Я хотел зарыдать вместе с ней. Вдруг в полуметре от меня мать повернула направо, обошла меня и принялась обнимать какого-то незнакомца, оказавшегося у меня за спиной, утешив этого, перешла к другому, потом к третьему и так далее. Во время церемонии и в последующие часы она уделяла внимание родственникам, ближним и дальним, обнимала чужих людей, сослуживцев отца, его прежних пациентов, служащих похоронной фирмы, кладбищенского сторожа. У нее находились сердечные слова для каждого. Она утешала, улыбалась, шутила и даже смеялась. Их переживания казались ей важнее собственных чувств или моего горя. Так что слезы мои высохли. А несколько дней спустя я ушел.

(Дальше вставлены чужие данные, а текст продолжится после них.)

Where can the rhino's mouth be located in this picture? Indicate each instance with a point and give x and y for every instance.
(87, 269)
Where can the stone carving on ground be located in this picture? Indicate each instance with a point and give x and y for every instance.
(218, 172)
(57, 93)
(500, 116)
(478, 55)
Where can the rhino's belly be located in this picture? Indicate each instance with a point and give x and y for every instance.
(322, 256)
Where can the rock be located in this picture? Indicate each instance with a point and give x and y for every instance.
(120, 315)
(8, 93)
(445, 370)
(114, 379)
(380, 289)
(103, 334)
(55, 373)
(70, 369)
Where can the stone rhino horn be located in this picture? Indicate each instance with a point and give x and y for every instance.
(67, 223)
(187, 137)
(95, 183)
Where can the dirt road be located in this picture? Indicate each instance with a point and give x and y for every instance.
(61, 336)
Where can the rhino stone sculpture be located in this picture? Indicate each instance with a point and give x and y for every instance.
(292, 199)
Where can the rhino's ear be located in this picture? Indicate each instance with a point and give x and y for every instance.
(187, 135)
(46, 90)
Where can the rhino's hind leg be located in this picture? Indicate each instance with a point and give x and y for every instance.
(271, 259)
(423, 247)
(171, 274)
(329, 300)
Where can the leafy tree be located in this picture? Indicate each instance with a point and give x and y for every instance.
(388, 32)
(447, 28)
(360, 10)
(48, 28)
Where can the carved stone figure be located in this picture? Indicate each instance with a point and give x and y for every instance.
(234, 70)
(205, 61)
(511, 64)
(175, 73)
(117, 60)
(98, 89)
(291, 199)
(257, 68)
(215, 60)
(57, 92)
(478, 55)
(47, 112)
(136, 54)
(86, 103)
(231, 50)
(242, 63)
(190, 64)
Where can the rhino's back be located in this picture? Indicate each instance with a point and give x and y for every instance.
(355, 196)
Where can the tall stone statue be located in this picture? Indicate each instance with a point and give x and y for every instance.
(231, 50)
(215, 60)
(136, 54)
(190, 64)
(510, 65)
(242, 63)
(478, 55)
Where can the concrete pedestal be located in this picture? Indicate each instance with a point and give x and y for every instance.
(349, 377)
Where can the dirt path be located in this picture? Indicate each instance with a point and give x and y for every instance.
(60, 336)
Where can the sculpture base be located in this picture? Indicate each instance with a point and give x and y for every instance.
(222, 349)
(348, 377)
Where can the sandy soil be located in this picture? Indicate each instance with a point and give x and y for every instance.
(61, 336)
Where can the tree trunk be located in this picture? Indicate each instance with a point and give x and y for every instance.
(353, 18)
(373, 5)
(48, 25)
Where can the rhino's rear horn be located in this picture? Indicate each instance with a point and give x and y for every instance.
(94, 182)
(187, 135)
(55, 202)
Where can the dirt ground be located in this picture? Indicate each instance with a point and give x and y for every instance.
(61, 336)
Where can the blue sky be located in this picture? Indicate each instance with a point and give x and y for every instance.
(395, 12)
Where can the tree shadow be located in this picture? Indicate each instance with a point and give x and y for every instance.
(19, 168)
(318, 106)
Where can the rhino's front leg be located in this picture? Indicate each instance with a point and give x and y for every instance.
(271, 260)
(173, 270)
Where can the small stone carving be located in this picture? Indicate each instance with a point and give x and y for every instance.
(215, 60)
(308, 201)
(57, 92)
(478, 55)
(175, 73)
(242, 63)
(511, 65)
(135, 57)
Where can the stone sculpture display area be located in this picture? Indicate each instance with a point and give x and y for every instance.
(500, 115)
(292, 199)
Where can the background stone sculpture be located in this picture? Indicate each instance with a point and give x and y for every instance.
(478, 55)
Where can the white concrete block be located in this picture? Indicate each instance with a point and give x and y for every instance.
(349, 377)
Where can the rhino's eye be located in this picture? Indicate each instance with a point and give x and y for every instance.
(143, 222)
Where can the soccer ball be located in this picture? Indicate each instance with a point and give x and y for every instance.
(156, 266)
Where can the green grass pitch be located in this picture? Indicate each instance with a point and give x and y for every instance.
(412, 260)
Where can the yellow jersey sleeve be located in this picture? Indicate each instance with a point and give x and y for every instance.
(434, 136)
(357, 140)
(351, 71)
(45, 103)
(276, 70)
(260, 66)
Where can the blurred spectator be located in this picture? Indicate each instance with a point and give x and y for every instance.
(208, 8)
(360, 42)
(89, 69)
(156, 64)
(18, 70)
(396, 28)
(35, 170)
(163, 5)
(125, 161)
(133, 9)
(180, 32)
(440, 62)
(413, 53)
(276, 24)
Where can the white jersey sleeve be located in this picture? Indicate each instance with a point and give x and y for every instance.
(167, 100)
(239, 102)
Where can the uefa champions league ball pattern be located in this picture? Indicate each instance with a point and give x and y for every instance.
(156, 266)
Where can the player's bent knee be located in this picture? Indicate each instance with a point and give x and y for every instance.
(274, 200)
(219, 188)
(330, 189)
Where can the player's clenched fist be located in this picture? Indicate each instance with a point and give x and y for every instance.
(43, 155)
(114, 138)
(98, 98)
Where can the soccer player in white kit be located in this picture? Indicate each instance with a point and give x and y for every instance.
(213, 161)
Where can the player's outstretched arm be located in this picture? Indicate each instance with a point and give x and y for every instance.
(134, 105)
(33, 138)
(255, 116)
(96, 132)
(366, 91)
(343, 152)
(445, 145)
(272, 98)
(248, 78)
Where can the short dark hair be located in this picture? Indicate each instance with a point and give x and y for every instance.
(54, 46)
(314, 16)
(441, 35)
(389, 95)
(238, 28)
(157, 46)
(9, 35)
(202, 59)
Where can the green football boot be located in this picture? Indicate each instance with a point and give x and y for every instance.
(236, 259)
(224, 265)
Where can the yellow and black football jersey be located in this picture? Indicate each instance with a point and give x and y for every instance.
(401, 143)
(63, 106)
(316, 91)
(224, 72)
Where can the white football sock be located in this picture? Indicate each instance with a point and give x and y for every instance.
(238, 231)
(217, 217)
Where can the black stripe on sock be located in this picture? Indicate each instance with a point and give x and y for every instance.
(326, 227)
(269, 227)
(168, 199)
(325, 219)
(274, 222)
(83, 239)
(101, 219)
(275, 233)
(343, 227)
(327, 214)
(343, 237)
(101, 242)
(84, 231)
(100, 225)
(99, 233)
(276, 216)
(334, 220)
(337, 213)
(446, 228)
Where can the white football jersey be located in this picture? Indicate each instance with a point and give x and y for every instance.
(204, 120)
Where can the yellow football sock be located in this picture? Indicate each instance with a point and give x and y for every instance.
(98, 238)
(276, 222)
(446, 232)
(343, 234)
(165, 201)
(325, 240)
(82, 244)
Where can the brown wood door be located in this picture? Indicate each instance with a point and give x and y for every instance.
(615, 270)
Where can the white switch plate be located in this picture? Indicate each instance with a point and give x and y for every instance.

Сёминцу кивнул, подтверждая, что в подобной ситуации поступил бы так же.
– История проясняется, дорогой Джун. Наверное, ты хорошо учился в школе. Так?
– Да.
– Тогда мне понятно, почему ты бросил школу, почему продавал паскудные игрушки на улице, почему ты на тренировках не выполняешь положенные упражнения: ты боишься работать, ведь твой отец сгорел на работе. Часть твоего сознания считает, что благоразумнее лениться, предпочитает скорее проиграть, чем предпринять что-то: стремится охранить тебя, не дать умереть.
Он указал на мой рюкзак:
– Уходишь?
Я сделал вдох и гордо ответил:
– Нет.
– Правильно, Джун. Я уверен, в тебе скрыт толстяк.
С этого дня мне стало лучше даваться управление повседневной жизнью. Сёминцу, осветив мое настоящее с помощью прошлого, укрепил мою волю, он поставил ее за штурвал судна: мне удалось приступить к выполнению программы по тяжелой атлетике. Мало-помалу мышцы мои окрепли, я набрал несколько кило.
Конечно, меня нередко посещало уныние; чтобы вернуться на верный путь, я вспоминал о нашей беседе, повторяя фразу, сказанную Сёминцу: «Я сказал, это возможно, а не это легко».